A Agadir, On a travaillé avec Amarg Fusion, Farid (un virtuose du oud) et Style souss (du rap berbère), encore une fois ca été une super expérience d'échange et de création avec un concert de folie au CCF.

C'était vraiment important que nous fassions ces résidence et voyages pour partager notre musique, apprendre et échanger avec des autres artistes et on est vraiment heureux car on a travaillé avec des personnes de cultures, de générations tres différentes, du tres traditionnel au hip-hop. A l'heure ou on parle de plus en plus de méditerranée, il est important que des projets d 'échange comme le notre voit le jour, reste le probleme d'inviter tout ces artistes en france et la il y a un gros probleme, les visas, donc vraiment j'espere que les relations entre les deux rives de la Mediterranée vont s'ouvrir et ça c'est un probleme politique!!!!



Avec qui avez-vous bossé en studio ?

Clem: on a presque tout produit a la maison, dans notre studio laboratoire, où Tim de Transglobal underground est passé pour nous donner quelques retours,conseils, arrangements sur certains titres, c'était vraiment une belle rencontre. Ensuite pour le mix, on est allé au "Supadope factory", le studio du Peuple de l'herbe à Lyon où on a mixé l'album avec Nico Matagrin, l'ancien sono de Mei tei Sho, qui nous a vraiment beaucoup apporté dans la prod, de beaux delays, des disto sur les voix, on a vraiment kiffé cette étape de mix!

Qu'est-ce que représente l'autoproduction vour vous ?

Sista Ka: une grande liberté, non seulement par rapport aux compo, à la musique, mais aussi une independance par rapport au milieu du show biz qui a tendance à tout formater. On peut choisir notre visuel, notre façon de communiquer, nos partenaires: tourneur ou partenaires promo, notre distributeur...c'est ce qui nous a permis d'etre encore là après 10 ans d'underground, mais ça demande beaucoup de travail et de rester conscious!

Vous pouvez nous parler de Piranha, votre label ?

Clem: Piranha est un label berlinois, c'est un label indépendant, donc proche de notre éthique, qui a beaucoup fait pour le developpement de la world music, on se sent tres proche d'eux et ils ont vraiment un catalogue de qualité. Cette année il fête leur 20 ans et nous nos 10 ans!

Les projets ?

Clem: Continuer le tour de la Méditerranée avec notre "Diaspora hi fi", il reste beaucoup d'étapes, beacoup de ports, de villes, de musiciens à rencontrer.

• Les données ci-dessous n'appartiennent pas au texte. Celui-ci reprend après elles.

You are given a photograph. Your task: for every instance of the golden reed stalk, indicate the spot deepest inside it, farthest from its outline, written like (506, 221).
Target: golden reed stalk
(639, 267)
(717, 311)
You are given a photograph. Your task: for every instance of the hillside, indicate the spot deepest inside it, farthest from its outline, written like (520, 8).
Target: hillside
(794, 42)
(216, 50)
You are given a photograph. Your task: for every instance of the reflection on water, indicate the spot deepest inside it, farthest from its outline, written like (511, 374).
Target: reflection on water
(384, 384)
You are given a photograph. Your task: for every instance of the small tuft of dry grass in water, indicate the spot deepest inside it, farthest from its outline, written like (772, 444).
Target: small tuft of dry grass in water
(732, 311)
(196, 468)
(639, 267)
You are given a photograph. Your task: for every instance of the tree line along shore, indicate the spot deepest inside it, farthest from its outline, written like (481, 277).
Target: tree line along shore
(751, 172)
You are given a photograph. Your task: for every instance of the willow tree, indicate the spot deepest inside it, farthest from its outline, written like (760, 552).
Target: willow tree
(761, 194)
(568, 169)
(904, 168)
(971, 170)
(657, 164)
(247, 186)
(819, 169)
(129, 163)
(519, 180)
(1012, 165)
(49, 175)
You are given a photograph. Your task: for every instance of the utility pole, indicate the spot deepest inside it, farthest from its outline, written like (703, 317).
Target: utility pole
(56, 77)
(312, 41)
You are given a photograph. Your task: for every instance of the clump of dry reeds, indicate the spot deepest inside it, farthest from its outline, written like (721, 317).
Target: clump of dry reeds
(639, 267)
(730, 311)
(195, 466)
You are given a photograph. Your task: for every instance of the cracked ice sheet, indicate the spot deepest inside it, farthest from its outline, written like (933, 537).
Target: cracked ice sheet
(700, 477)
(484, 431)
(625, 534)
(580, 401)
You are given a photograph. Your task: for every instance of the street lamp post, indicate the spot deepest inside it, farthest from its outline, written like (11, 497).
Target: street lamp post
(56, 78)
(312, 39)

On est très attiré par Istambul et la Turquie de même que par une halte dans les Balkans ou encore en Egypte!
Sista Ka: Continuer ce voyage et ces residences autours de la Mediterranée pour mettre en avant cette culture commune autours du bassin med, passez par la Turquie, la Grèce, les Balkans le Moyen Orient pour boucler la boucle en Algerie et à Marseille notre port d'attache, l'important c'est a chaque fois de prendre le temps de la rencontre humaine, à l'origine de la creation musicale

Que pensez vous du problème du statut intermittent ?

Sista Ka: le probleme c'est l'abus, tous ce qui sont intermittents alors qu'ils n'ont rien avoir avec le spectacle vivant, qui sont en fait des salariés déguisés, c'est a dire la plupart des intermittents!!!!

Vous tournez beaucoup en dehors de la région ?

Clem: oui, on tourne beaucoup à l'étranger, on revient d'un mois et demi de tournée qui nous a mené en Allemagne, en Autriche, en Republique Tcheque, en Hongrie, là on commence notre tournée en France avec une date à Marseille à l'Espace ju le 3 avril avec Transglobal undergound et on repart a l'étranger au printemps (Allemagne, Hollande, Esapgne), encore de beaux voyages en perspective....
Toutes les dates sur: https://www.myspace.com/watchaclan

Dans les groupes que vous avez croisés sur la route, qui vous a le plus marqués ?

Sista Ka: Chekha Rimiti en 2006
Clem: Goran Bregovic et Coldcut en 2007

Que représente la scène pour vous ?

Clem: c'est là que tout se passe, l'échange, l'énergie c'est primordial pour nous, les concerts c'est la vie!

Avec qui pourriez-vous imaginer/aimeriez-vous faire un duo ?

Clem: Mercan dede (ney et machines), Roots Manuva (Mc anglais)... il y a trop d'idées qui viennent!

Dans les disques que vous avez récemment achetés lequel vous a le plus plu et lequel vous a le plus déçu ?

Clem: le dernier Burial "Untrue" m'a beaucoup plu, comme le dernier Mercan Dede "800" et le dernier Babazula "roots" chez Doublemoon records. Le dernier RJD2 m'a décu (d'ailleurs je ne l'ai pas acheté!), tout comme le dernier 4 hero.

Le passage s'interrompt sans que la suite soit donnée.